Comments

jetdv wrote on 5/1/2003, 3:40 PM
If you are capturing and printing to/from a MiniDV camera:

Capture to NTSC-DV or PAL-DV
Render to NTSC-DV or PAL-DV
Chienworks wrote on 5/1/2003, 4:12 PM
In general, the more the files are compressed, the longer it will take to read from them or write to them. DV is less compressed than MPEG so it can be read and written faster. Uncompressed theoretically should be fastest of all, but unfortunately all the extra bytes that must be handled offsets this advantage. DV seems to be right at the peak of speed. Vegas is also written to work natively with DV so it is optimized for this format.

Codecs like DivX and MPEG have two types of compression. DV is compressed spatially in that each frame is taken as a unit and squeezed. DivX and MPEG do this, but also add temporal compression which is using groups of frames and finding common elements in a string of them that can be eliminated. This saves lots of space, but drastically increases the time it takes to decode or encode these formats.

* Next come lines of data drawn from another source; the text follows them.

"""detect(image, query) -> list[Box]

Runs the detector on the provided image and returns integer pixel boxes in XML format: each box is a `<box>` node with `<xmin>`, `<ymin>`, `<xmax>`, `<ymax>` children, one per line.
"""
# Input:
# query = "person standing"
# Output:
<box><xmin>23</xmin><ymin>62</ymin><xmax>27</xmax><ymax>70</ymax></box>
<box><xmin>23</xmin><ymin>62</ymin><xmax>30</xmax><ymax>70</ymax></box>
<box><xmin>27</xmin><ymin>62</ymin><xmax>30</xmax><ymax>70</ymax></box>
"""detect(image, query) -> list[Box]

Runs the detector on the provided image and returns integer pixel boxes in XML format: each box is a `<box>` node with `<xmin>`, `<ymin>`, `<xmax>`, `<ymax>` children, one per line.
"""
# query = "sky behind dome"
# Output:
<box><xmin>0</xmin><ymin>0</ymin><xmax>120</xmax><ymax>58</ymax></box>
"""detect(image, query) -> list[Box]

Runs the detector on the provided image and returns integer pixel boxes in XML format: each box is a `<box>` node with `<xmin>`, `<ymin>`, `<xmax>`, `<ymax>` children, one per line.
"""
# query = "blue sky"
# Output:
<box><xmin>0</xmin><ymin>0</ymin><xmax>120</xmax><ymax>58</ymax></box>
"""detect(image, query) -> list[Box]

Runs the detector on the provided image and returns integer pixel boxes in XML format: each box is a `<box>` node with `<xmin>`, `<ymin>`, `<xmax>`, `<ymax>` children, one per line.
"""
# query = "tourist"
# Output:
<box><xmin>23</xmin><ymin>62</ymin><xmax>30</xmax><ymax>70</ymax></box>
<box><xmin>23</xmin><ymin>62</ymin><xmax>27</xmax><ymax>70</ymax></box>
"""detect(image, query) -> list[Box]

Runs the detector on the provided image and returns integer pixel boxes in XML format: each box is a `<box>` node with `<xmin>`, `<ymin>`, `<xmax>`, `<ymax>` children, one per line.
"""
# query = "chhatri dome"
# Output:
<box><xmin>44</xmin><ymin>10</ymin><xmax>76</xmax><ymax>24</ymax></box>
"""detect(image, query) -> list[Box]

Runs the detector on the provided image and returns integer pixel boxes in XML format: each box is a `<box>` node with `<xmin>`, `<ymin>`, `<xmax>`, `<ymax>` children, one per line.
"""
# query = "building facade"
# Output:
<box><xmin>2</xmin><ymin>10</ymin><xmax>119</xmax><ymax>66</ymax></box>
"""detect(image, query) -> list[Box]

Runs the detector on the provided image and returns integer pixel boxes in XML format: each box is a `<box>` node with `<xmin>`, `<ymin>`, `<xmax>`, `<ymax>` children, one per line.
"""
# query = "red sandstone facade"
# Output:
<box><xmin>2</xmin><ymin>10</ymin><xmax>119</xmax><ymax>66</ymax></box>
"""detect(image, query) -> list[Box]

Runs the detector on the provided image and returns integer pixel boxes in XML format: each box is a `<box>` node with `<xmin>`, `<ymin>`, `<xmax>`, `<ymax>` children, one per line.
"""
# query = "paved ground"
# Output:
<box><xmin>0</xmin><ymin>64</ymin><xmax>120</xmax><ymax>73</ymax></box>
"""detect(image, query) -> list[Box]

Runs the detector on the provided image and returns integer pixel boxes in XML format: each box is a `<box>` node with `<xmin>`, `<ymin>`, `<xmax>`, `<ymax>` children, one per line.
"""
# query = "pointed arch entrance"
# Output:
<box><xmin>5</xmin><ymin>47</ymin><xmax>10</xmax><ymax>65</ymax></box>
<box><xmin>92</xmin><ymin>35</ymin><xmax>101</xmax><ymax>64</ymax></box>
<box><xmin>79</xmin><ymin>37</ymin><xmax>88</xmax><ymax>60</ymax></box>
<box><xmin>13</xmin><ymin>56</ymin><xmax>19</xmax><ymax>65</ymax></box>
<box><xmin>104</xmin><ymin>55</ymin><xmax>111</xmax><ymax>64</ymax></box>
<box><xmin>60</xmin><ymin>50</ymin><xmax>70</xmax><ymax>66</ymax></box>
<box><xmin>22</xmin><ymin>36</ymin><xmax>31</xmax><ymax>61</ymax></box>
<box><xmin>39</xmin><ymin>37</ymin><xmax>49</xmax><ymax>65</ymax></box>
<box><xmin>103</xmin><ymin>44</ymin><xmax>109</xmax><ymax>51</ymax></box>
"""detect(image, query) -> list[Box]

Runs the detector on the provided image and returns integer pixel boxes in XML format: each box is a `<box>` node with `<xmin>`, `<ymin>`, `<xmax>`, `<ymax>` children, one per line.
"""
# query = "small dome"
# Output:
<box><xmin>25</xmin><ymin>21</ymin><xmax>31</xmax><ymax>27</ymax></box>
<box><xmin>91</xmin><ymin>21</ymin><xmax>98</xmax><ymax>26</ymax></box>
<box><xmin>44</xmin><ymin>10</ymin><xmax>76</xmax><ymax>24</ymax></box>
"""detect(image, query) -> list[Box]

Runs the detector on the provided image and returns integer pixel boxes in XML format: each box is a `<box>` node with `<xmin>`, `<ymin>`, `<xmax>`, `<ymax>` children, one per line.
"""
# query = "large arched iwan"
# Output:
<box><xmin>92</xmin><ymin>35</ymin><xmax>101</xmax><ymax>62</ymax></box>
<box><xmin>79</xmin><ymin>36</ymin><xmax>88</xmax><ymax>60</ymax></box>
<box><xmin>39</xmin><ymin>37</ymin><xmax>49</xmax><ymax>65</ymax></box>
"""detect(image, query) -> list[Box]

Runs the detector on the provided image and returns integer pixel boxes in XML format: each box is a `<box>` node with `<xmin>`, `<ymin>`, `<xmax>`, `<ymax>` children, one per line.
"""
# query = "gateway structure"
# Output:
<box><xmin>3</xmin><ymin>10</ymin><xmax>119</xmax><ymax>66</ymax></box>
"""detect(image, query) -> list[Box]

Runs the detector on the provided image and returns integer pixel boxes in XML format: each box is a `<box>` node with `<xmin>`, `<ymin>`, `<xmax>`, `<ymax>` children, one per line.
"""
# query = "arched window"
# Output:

Now, having read your other posts, it seems to me that your primary concern is to work with source material from DVDs and reencode them to other media, perhaps with minimal if any editing. One thing you should understand is that Vegas is intended to be a very versatile, powerful, easy, and high quality editing environment. As such, it is optimized for quality and ease of use but not for speed. If your primary goal is to move compressed video files from one format to another then Vegas probably isn't the right tool for you. There are probably plenty of other software packages out there created specifically for that purpose and perform them much faster and more efficiently than Vegas does. For example, the DVD2AVI ripper will take a .vob file from a DVD and convert it to a .avi file on your drive very quickly, but it doesn't allow any editing at all.

Also keep in mind that if these DVDs aren't your own productions then you may be violating copyright laws by using material from them.
christian15213 wrote on 5/1/2003, 5:21 PM
ok Chienworks. you almost have it there DVD2AVI doesn't produce an AVI. Or does it??? because If I could at least work witht the AVI then that would be perfect.